ABOARD THE PAPAL PLANE (AP) — Pope Francis addressed a number of topics posed by journalists during his flight back to Rome from his Holy Land pilgrimage. One was the question of a married priesthood.
“The Catholic Church has married priests – Greek Catholics, Coptic Catholics, those of Oriental rites,” the pope explained. “Celibacy is not a question of dogma, but rather a rule of life that I greatly appreciate, as I believe it is a gift for the Church. But, since it is not a dogma of faith, the door is always open.”
That openness, however, would not apply to celibate men who are already ordained priests or deacons. In Eastern Catholic (and Orthodox) Churches, married men may become ordained ministers, but priests are not free to marry.
So the 26 women claiming to be the secret paramours of priests who recently petitioned the pope to change the Church’s celibacy requirements shouldn’t get their hopes up.
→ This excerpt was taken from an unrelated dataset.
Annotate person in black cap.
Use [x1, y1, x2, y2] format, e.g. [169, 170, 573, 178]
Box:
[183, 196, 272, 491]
The pope also announced during the flight Monday that he would meet soon with a group of sex abuse victims at the Vatican and declared "zero tolerance" for any member of the clergy who would violate a child.
Francis revealed that three bishops are currently under investigation by the Vatican for abuse-related reasons, though it wasn’t clear if they were accused of committing abuse itself or of having covered it up.
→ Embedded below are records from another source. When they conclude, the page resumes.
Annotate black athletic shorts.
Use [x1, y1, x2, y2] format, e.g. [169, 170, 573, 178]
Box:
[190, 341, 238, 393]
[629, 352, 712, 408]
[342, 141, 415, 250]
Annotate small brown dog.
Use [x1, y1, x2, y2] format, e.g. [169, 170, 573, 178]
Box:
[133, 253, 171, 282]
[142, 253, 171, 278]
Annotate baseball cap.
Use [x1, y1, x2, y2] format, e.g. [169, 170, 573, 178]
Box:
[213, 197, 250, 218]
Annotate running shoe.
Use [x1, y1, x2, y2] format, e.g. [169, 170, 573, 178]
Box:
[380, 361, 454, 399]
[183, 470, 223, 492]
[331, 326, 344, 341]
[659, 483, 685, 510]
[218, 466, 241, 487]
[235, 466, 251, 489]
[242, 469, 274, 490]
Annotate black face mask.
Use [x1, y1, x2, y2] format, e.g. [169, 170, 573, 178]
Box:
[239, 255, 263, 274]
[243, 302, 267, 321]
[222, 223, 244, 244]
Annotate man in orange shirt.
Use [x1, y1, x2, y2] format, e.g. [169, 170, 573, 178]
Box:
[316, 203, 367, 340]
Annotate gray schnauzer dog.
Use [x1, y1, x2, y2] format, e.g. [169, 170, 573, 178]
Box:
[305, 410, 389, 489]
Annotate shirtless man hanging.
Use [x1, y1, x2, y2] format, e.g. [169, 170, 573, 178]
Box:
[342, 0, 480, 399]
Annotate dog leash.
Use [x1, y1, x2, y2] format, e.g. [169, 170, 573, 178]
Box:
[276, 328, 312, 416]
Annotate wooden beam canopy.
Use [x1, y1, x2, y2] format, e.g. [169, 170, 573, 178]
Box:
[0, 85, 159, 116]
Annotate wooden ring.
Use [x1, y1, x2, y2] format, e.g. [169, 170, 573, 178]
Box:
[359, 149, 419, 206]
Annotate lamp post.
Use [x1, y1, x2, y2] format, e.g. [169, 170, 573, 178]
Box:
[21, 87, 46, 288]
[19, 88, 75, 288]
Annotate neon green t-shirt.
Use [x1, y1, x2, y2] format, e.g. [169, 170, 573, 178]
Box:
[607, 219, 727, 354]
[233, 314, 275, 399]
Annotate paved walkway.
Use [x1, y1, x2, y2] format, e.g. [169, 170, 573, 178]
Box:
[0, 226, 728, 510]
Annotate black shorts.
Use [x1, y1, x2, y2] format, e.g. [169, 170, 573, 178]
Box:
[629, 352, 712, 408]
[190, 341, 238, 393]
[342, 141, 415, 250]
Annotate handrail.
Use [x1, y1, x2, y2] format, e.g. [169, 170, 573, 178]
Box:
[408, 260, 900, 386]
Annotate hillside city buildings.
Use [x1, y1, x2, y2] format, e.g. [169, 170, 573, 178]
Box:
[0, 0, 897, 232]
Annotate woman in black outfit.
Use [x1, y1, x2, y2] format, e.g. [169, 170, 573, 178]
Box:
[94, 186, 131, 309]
"There are no privileges," he told reporters en route back to Rome from Jerusalem.
The meeting with a half-dozen victims will mark the first such encounter for the pope, who has been criticized by victims for not expressing personal solidarity with them when he has reached out to other people who suffer.
Francis said the meeting and a Mass at the Vatican hotel where he lives would take place early next month. A statement from the office of Cardinal Sean O’Malley, the archbishop of Boston who is organizing the encounter, said the date and details hadn’t been finalized but that the meeting was expected to take place "in the coming months."
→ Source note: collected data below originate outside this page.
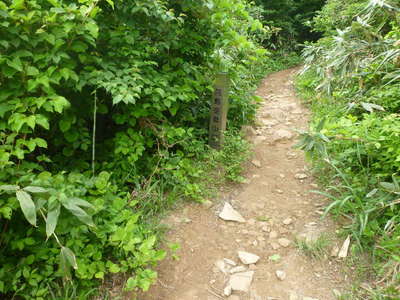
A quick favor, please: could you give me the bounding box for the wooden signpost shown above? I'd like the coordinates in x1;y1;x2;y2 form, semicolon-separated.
209;73;229;149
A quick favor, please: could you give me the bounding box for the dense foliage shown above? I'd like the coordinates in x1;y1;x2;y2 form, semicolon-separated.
254;0;326;48
297;0;400;297
0;0;272;298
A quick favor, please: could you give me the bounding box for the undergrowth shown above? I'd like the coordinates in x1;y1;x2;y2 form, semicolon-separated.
296;0;400;297
0;0;269;298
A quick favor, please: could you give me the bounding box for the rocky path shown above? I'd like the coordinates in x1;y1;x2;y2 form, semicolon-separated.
140;68;347;300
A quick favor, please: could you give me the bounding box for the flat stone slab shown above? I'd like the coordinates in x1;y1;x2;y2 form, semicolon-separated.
228;271;255;292
219;202;245;223
238;251;260;265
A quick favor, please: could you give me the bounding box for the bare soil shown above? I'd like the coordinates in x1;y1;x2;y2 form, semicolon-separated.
139;68;348;300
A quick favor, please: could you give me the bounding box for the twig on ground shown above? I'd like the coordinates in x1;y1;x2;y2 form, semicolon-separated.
158;279;174;290
206;287;224;299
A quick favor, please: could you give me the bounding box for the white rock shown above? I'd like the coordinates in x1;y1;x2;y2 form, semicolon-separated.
224;285;232;296
289;291;299;300
332;289;341;297
269;231;278;239
238;251;260;265
303;297;319;300
227;295;240;300
229;271;255;292
338;235;351;258
272;129;293;142
295;173;308;180
283;217;293;225
278;238;291;248
224;258;237;266
275;270;286;281
230;266;247;274
219;202;246;223
215;260;227;274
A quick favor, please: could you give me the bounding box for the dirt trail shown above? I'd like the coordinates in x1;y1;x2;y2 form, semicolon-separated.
140;68;347;300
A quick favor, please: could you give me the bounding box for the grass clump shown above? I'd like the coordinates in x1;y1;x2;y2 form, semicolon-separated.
295;234;331;260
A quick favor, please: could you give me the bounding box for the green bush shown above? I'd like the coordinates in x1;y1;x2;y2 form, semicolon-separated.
0;0;271;298
254;0;326;48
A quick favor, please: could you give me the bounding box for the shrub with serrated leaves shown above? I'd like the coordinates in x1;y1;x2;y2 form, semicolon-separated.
0;0;271;298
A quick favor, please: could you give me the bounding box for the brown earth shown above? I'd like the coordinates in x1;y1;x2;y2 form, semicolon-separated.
138;68;349;300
"On this issue we must go forward, forward. Zero tolerance," Francis said, calling abuse of children an "ugly" crime that betrays God.
The executive director of the main U.S. victims’ group, Survivors Network of Those Abused by Priests, or SNAP, dismissed the meeting as "another public relations coup…that will leave no child better off and bring no real reform to a continuing, scandal-ridden Church hierarchy."
SNAP Executive Director David Clohessy said the pope has shown himself capable of making real change in other areas such as Church governance and finance but hasn’t done so in dealing with sex abuse by Catholic clergy.
But a U.S. attorney who represents clergy abuse victims hoped the meeting would be "substantive and meaningful" rather than for cosmetic purposes. Attorney Mitchell Garabedian said "meeting directly with victims is the most powerful tool that the pope can use in understanding the ugliness and horror of clergy sexual abuse and why it must be stopped or prevented." He added that there should be more than one such meeting.
Francis spoke to reporters for nearly an hour after his grueling, three-day trip to Jordan, the West Bank and Israel, taking all 11 questions posed and responding with candor and occasional humor.
He said he would travel to Sri Lanka for two days and the Philippines in January 2015. And he suggested that he might follow in emeritus Pope Benedict XVI’s footsteps and retire if he no longer had the strength to do the job.
"We need to look at him as an institution: he opened a door, the door of emeritus popes," Francis said. "Only God knows if there will be others, but the door is open."